O'Mahony: Positive Covid test was a reality check for rugby
Peter O’Mahony will have no reservations about returning to action for the first time in six months this Saturday but the Munster captain admits a first case of Covid-19 within the province has delivered a reality check.
The Ireland flanker would not be alone in that regard as the four provinces finally resume their 2019-20 campaigns with a round of Guinness PRO14 matches at an empty Aviva Stadium. Munster meet Leinster first up on Saturday evening with Connacht facing Ulster the following afternoon.
There is no doubt professional rugby’s restart after an unprecedented hiatus is a cause for celebration and relief for players about to resume a much-delayed season.
Yet last week’s positive test for a Munster academy player, and now the Government’s re-imposition of restrictions on gatherings announced on Tuesday, has brought the coronavirus closer to home in a sport that had until then escaped unscathed thanks to the implementation of biosecure training environments.
It is understood professional sports teams and horse racing are exempt from the 15-person limit on outdoor training sessions but Munster’s confirmed case saw sessions cancelled as precautionary measures. The unnamed member of their wider training squad is now asymptomatic, while two of the six players asked to also self-isolate as potential close contacts have, the Irish Examiner understands, been established as not being close contacts.
Speaking before the Taoiseach’s statement on Tuesday, the positive test was addressed at both Connacht and Munster’s online media sessions.
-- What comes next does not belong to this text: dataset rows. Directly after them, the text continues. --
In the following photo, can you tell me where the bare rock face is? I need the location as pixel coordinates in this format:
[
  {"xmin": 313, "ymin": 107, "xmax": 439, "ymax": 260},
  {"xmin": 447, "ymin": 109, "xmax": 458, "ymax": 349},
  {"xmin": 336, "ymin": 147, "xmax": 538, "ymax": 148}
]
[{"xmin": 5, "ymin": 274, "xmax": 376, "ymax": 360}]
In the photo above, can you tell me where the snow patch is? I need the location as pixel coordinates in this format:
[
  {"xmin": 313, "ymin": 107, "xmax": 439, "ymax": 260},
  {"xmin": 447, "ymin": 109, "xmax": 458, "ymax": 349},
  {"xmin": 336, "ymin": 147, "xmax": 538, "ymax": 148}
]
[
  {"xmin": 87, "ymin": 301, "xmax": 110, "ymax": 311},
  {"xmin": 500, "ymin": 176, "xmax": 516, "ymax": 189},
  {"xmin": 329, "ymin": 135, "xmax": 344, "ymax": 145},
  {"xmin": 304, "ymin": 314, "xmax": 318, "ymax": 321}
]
O’Mahony spoke about the mood in the Munster camp when news of the confirmed case broke.
"I think when you're in the rugby bubble, you're taken out of reality a little bit and that was a proper reality check for us, that unfortunately this disease is amongst everyone and nobody is immune to it,” O’Mahony said.
"So it's a reality check for us. The protocol we have in the HPC is second to none, I thought the doctor (Jamie Kearns) and the management were excellent, the way they handled it. Jamie was all over it very quickly, all the management had all the protocols that we had to go through and I think we were very diligent about it, but again the priority was that the player was healthy and was going to recover fine, that was the initial thought and then we just stuck to the process to get back.”
Asked if he now had any reservations about returning to play, O’Mahony was succinct. "No, not at all.”
The Munster skipper praised the strict protocols in place at the High Performance Centre in Limerick, where a third round of PCR testing took place for players and staff on Monday, and that will also be central to Saturday’s matchday procedures.
"It just shows how important our protocol is here. I've no doubt it's not going to be the last case in Irish rugby in general over the foreseeable future.
"And I think it just showed that you think all the processes are a little bit over the top, but I think we would have been in big trouble if it hadn't been for our protocol and our processes.
"You hear those words a lot about rugby, but with regard to trying to control the virus, they stood to us definitely and it just shows how important they were, everything from handwashing to the one-way systems to the social distancing in the gym. It's very different but it's something that we're going to have to get used to for a long period by the looks of things.”
Yet O’Mahony added: “Every player goes out into the public, on your day off you meet someone for a coffee...if it's in the community we've got to be very careful, and everybody's got to be very careful.
"Guys have got to understand that for us to get back, we have to be incredibly diligent with regard to what we're doing outside of it — as much as any person in the country or in the world at the moment, people have to understand how diligent they have to be to try and get rid of this.
"Particularly after last week we understand how important that is and will be going forward.”
At Connacht, back-rower Eoghan Masterson admitted the first case in Irish rugby was cause for concern.
“You’re always a bit worried, especially when people are asymptomatic,” Masterson said. “You take confidence in the fact you are doing absolutely everything the right way and you’re following all the protocols as we should do. But I suppose there is that fear that someone could be having it with completely no symptoms. Then all of a sudden the whole team is going to be closed down. Thankfully that hasn’t been the case so far.
“You would worry, it would be an absolute travesty. We have come through two or three rounds of testing so far, we have gone through eight weeks of a pre-season, no issues, and if something was to happen close to the games it would be a real shame.
But I suppose you take confidence in the fact that we have done everything the right way, we are taking all the necessary precautions.
“We got tested again (on Tuesday) and hopefully that comes back in two or three days’ time. There is nobody here showing any symptoms so hopefully that comes back all clear and we are ready to go.”